Türk askerine İsrail talip

Türkiye'nin öncülüğündeki bir uluslararası "barış gücü"ne Filistinli direnişçiler karşı çıkarken, İsrail olumlu bakıyor.

soL (HABER MERKEZİ) İsrail'in Filistin halkına karşı 27 Aralık sabahı havadan başlattığı saldırılarda kara harekatının beşinci gününe girilirken, "barış gücü" tartışmaları yine Türk askerinde düğümlendi.

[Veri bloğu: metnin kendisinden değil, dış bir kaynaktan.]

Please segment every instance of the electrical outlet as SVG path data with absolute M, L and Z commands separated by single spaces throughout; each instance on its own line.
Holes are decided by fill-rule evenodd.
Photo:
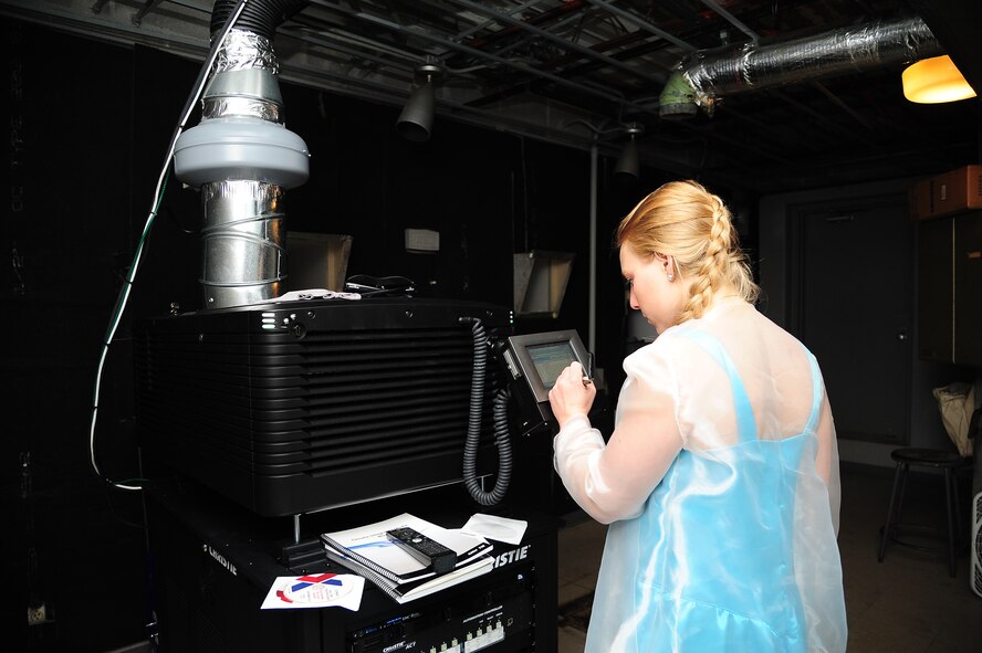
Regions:
M 48 608 L 44 603 L 36 607 L 28 607 L 28 625 L 38 625 L 48 621 Z

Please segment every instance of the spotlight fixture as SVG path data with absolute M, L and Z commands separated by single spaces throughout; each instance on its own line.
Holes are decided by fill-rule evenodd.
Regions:
M 633 180 L 640 177 L 638 144 L 635 137 L 645 133 L 645 126 L 640 123 L 628 123 L 624 126 L 624 130 L 630 136 L 630 140 L 624 146 L 624 150 L 617 159 L 617 166 L 614 167 L 614 176 L 624 180 Z
M 433 82 L 439 82 L 442 75 L 443 70 L 431 63 L 416 69 L 418 85 L 409 94 L 409 99 L 396 120 L 396 130 L 407 140 L 425 143 L 429 139 L 433 125 Z
M 939 104 L 975 97 L 975 91 L 947 54 L 910 64 L 900 78 L 903 97 L 910 102 Z

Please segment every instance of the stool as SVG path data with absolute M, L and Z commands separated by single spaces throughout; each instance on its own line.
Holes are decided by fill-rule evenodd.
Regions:
M 901 528 L 927 528 L 913 524 L 901 524 L 900 515 L 903 508 L 903 492 L 907 488 L 907 473 L 910 466 L 934 467 L 944 473 L 944 503 L 948 512 L 948 571 L 954 578 L 955 541 L 962 537 L 961 512 L 958 507 L 958 470 L 969 464 L 968 459 L 961 457 L 955 452 L 940 451 L 936 449 L 895 449 L 890 457 L 897 462 L 894 472 L 894 489 L 890 492 L 890 505 L 887 507 L 887 522 L 884 525 L 877 560 L 882 562 L 887 551 L 887 541 L 921 550 L 936 550 L 930 547 L 917 546 L 899 539 L 898 530 Z M 897 489 L 900 489 L 898 495 Z

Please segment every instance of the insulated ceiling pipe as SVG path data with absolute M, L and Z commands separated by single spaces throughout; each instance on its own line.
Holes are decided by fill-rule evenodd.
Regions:
M 919 18 L 854 25 L 760 46 L 746 43 L 736 49 L 701 51 L 682 62 L 679 71 L 691 102 L 712 113 L 723 95 L 828 77 L 843 73 L 901 64 L 942 54 L 943 49 Z M 680 97 L 678 80 L 670 80 L 672 94 L 664 98 L 665 117 L 677 112 L 694 113 Z M 672 108 L 672 105 L 677 105 Z M 666 115 L 668 114 L 668 115 Z
M 211 39 L 238 0 L 217 0 Z M 310 176 L 303 139 L 284 126 L 272 49 L 276 28 L 307 0 L 248 2 L 221 45 L 205 88 L 201 122 L 177 140 L 174 170 L 200 188 L 205 308 L 272 299 L 286 277 L 284 190 Z

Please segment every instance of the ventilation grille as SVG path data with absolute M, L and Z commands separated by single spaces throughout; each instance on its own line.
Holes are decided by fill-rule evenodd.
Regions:
M 473 375 L 468 329 L 274 339 L 283 343 L 148 340 L 142 422 L 257 474 L 317 474 L 463 451 Z

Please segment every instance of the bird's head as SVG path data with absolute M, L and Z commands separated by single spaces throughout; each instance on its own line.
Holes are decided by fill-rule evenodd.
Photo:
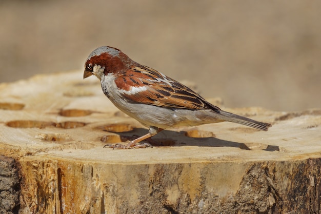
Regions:
M 129 69 L 134 63 L 134 61 L 117 48 L 99 47 L 94 50 L 86 61 L 84 79 L 93 74 L 102 80 L 108 73 L 119 73 Z

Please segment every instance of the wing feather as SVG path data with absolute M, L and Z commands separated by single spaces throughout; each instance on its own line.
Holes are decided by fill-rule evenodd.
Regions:
M 130 74 L 133 72 L 134 75 Z M 115 82 L 118 88 L 128 91 L 122 95 L 130 102 L 166 108 L 219 109 L 188 87 L 147 66 L 136 65 L 124 73 L 130 74 L 121 75 Z M 135 91 L 132 87 L 142 86 L 146 86 L 144 90 L 130 92 Z

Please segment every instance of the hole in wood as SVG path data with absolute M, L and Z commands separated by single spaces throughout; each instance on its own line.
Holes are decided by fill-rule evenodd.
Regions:
M 12 121 L 6 125 L 13 128 L 44 128 L 54 125 L 54 123 L 38 121 Z
M 125 123 L 110 124 L 104 127 L 104 130 L 111 132 L 125 132 L 132 131 L 133 129 L 131 125 Z
M 0 109 L 21 110 L 25 107 L 25 105 L 21 103 L 0 103 Z
M 62 109 L 59 114 L 64 116 L 84 116 L 91 114 L 92 112 L 87 110 Z
M 65 133 L 39 134 L 36 138 L 45 141 L 63 141 L 70 139 L 70 137 Z
M 75 128 L 82 127 L 86 125 L 86 123 L 81 122 L 66 121 L 59 123 L 55 124 L 57 128 L 63 128 L 65 129 Z
M 200 131 L 197 129 L 192 129 L 186 131 L 185 135 L 190 138 L 212 138 L 215 134 L 211 131 Z
M 104 143 L 121 143 L 127 141 L 127 138 L 117 134 L 105 135 L 102 137 L 101 141 Z
M 242 149 L 252 150 L 266 149 L 268 146 L 267 144 L 259 143 L 246 143 L 239 145 L 239 148 Z

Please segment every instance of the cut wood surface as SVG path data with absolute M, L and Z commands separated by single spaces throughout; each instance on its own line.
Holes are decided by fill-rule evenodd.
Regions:
M 272 127 L 180 127 L 113 150 L 148 130 L 82 74 L 0 85 L 0 154 L 19 166 L 22 213 L 320 213 L 321 109 L 222 107 Z

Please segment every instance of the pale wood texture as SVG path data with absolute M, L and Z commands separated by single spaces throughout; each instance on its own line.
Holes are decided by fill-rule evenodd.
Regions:
M 320 213 L 321 109 L 223 108 L 273 126 L 182 127 L 112 150 L 147 130 L 82 74 L 0 85 L 0 154 L 19 165 L 21 213 Z

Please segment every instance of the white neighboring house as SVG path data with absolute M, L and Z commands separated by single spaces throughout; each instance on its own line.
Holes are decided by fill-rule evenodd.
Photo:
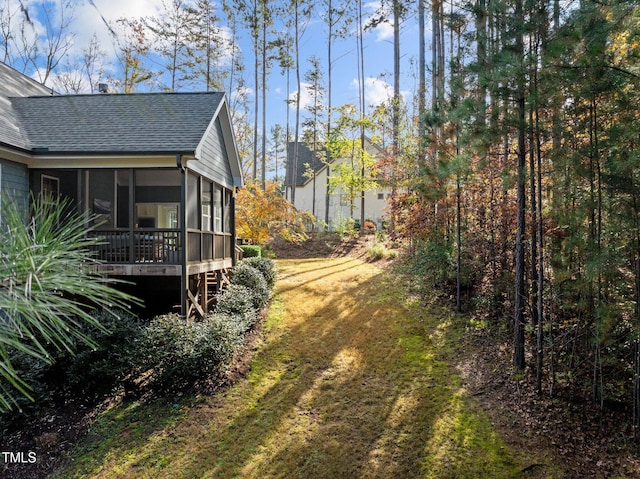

Uluslararası barış gücü ile ilgili ilk iddialar, yılbaşında Başbakan Erdoğan'ın Arap ülkelerinde gerçekleştirdiği temasların ardından Arap basınına yansımıştı. Bahreyn'de yayınlanan Al-Waqt gazetesi, Erdoğan'ın önerisi üzerine Türk ordusunun başını çektiği, Mısır ve AB ülkelerinin de katılacağı bir uluslararası gücün Gazze'ye gönderilmesinin gündemde olduğu iddiasında bulunmuştu. Gazete, Erdoğan'ın bu teklifi Arap ülkelerine ilettiğini ve bir yanıt beklediğini öne sürmüştü.

Başbakan Erdoğan'ın geçtiğimiz günlerde İsrail'e yönelik yaptığı sert çıkışlarla birlikte konu Türkiye basınında da gündeme geldi. Başbakan'ın "İsrail'in döktüğü kanda boğulacağı" ve "Türkiye'nin mazlumların yanında olacağı" söylemleri, olası bir Türk "barış gücü"nün Filistinlilere destek olmak amacıyla gönderilebileceği izlenimi yaratmıştı. Fakat konu ile ilgili olarak Filistinli ve İsrailli yetkililerden gelen açıklamalar, "barış gücü"nün niteliği hakkında soru işaretleri uyandırdı.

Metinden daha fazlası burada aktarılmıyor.